8. How does Extrastatecraft by Keller Easterling describe the role of international organizations like ISO and ITU in infrastructure space?
- ISO as extrastate parliament: The International Organization for Standardization (ISO) sets global technical and management standards, shaping infrastructure through certification and management culture.
- ITU's coordinating role: The International Telegraph Union (ITU) coordinates telecommunications protocols, mediating between states and corporations for global connectivity.
- Contradictions and influence: Both organizations are private yet global, rational yet sometimes irrational, and wield significant influence without direct public accountability.
- Infrastructure governance: These organizations exemplify how extrastatecraft operates through standards and protocols rather than formal political authority.
9. What is the significance of "quality management" and ISO 9000 standards in Extrastatecraft by Keller Easterling?
- Quality as management habit: ISO 9000 standards focus on processes and management routines rather than technical product specifications, spreading a global management culture.
- Lack of binding content: Organizations define their own objectives under ISO 9000, which can shield them from regulation and obscure labor or environmental issues.
- Quality as extrastatecraft: Quality management becomes a form of extrastatecraft, wielding power through conformity and consensus rather than explicit mandates.
- Bureaucratic ritual: The widespread adoption of these standards creates a global habit of managementese and bureaucratic ritual.
10. How does Extrastatecraft by Keller Easterling address the contradictions and paradoxes within liberalism and economic liberalism related to infrastructure?
- Multiple liberalisms: The book traces the evolution from classical to neoliberalism, highlighting instability and paradoxes regarding freedom, regulation, and authoritarian tendencies.
- Zones as paradoxical spaces: Infrastructure zones promote market freedom for capital but often restrict labor rights and regulatory protections, creating exploitative conditions.
- Ideology vs. practice: Liberalism is critiqued as a political tool that can exalt freedom while justifying inequality, questioning whose freedom infrastructure space actually protects.
- Masking contradictions: Narratives of economic liberalism often obscure the realities of labor exploitation and deregulation within infrastructure spaces.
11. What expanded activist repertoire does Extrastatecraft by Keller Easterling propose for engaging with infrastructure space?
- Beyond binary resistance: The book advocates for activist techniques that go beyond oppositional stances, including rumor, mimicry, comedy, distraction, and hacking.
- Indirect and undeclared tactics: These methods operate through disposition and active forms, often working invisibly or through misdirection.
- Practical improvisation: Emphasizes "knowing how" over "knowing that," focusing on shaping outcomes through subtle spatial and social manipulations.

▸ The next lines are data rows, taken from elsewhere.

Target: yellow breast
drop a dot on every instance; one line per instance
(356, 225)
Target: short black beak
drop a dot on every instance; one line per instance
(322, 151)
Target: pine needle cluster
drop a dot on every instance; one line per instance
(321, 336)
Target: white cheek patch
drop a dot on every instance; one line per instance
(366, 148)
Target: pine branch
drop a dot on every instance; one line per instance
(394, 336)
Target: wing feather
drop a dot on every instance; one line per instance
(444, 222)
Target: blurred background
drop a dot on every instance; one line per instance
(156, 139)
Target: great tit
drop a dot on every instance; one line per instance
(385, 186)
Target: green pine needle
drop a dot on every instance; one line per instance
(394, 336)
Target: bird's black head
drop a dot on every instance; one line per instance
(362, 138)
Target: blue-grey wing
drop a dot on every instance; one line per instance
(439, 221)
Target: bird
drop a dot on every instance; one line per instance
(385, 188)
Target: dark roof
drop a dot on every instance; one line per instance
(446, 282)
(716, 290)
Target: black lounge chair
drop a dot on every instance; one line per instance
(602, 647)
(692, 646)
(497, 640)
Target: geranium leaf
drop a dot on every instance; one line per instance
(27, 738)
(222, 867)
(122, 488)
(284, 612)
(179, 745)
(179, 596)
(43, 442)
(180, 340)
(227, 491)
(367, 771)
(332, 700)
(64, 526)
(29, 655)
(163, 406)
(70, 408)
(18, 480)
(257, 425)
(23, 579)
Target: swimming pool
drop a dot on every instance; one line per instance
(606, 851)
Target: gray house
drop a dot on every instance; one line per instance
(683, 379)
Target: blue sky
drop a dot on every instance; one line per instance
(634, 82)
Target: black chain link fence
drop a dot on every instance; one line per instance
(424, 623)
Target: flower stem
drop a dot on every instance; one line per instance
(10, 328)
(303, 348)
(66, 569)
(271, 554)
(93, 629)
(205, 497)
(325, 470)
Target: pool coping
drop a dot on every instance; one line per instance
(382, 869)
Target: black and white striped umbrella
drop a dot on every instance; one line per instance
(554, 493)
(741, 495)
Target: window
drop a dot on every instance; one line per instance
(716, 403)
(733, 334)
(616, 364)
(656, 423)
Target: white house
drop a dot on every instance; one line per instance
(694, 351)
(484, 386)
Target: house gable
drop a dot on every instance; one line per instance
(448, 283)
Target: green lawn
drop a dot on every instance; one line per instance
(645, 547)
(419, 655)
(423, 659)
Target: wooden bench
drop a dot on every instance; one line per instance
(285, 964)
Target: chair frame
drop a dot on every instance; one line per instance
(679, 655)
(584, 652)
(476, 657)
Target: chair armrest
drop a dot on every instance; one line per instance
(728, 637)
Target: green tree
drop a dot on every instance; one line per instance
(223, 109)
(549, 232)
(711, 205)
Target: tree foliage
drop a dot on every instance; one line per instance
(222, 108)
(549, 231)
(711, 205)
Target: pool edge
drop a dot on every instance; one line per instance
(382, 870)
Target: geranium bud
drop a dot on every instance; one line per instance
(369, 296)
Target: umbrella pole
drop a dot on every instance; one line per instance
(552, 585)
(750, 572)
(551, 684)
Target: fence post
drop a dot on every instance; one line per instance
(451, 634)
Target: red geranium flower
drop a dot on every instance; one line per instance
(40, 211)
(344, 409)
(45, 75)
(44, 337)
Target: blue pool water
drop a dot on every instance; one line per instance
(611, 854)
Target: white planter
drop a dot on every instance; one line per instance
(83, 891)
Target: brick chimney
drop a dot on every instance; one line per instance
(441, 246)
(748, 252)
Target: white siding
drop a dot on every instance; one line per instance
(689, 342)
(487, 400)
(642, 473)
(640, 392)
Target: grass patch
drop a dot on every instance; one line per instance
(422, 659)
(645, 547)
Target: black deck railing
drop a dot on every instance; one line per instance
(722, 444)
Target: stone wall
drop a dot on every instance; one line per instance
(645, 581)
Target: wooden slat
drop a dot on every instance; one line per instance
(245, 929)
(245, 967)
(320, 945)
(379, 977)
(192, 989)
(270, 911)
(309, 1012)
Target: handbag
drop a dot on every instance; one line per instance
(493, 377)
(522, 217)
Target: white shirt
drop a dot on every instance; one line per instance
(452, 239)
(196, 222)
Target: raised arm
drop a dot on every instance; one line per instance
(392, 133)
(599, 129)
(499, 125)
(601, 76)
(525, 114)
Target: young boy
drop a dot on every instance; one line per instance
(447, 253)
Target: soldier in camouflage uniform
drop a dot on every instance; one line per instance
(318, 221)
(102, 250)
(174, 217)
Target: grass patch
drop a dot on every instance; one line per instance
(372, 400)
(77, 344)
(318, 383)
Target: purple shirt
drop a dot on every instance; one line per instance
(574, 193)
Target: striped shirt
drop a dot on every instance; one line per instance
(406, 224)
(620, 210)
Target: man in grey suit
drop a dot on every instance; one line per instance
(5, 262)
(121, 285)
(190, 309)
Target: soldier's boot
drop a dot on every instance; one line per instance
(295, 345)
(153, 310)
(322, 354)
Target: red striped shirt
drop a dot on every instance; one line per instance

- More effective activism: This expanded repertoire is harder to target and more effective in complex global networks.
12. What are the best quotes from Extrastatecraft: The Power of Infrastructure Space by Keller Easterling and what do they mean?
- “The action is the form.” This phrase, inspired by Marshall McLuhan, means that infrastructure’s power lies in its ongoing activities and protocols, not just its physical appearance.

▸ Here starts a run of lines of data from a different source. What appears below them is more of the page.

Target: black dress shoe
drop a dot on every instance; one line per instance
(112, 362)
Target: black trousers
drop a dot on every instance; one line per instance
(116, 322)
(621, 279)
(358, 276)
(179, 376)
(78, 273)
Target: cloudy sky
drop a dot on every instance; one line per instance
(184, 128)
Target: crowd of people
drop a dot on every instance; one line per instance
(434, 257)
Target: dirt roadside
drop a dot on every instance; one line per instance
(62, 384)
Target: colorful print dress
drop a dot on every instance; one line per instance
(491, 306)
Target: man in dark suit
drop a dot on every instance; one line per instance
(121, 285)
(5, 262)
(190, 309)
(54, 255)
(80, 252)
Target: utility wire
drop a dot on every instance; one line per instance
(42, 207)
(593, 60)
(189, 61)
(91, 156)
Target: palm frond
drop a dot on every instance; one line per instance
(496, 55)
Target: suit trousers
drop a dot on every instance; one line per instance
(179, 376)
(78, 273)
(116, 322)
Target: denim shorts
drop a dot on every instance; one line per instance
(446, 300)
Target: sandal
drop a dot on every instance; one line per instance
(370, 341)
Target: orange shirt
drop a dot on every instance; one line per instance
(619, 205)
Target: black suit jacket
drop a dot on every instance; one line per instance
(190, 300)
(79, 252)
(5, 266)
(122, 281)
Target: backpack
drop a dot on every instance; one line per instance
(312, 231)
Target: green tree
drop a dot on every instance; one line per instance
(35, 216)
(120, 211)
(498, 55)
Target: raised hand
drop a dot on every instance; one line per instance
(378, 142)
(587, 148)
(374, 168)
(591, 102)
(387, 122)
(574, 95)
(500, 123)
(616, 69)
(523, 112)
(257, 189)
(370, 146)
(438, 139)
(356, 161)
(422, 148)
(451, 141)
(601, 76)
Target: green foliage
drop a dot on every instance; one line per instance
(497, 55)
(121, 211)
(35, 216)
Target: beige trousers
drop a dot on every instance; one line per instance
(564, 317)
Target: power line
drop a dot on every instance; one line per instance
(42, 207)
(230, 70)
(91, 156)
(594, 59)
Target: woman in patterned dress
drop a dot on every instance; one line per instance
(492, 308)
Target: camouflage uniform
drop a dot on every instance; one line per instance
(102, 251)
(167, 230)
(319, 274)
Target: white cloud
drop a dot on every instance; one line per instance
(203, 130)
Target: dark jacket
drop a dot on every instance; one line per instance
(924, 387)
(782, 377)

- “Active forms establish a set of parameters for what the organization will be doing over time. They have time-released powers and cascading effects.” This highlights the importance of designing interplay and processes rather than static objects.
- “Infrastructure space is the overt point of contact and access between people.” This underscores the visibility and pervasiveness of infrastructure in shaping everyday life.
- Quotes emphasize process over object: The selected quotes encapsulate the book’s focus on dynamic, ongoing processes and the hidden powers embedded in infrastructure space.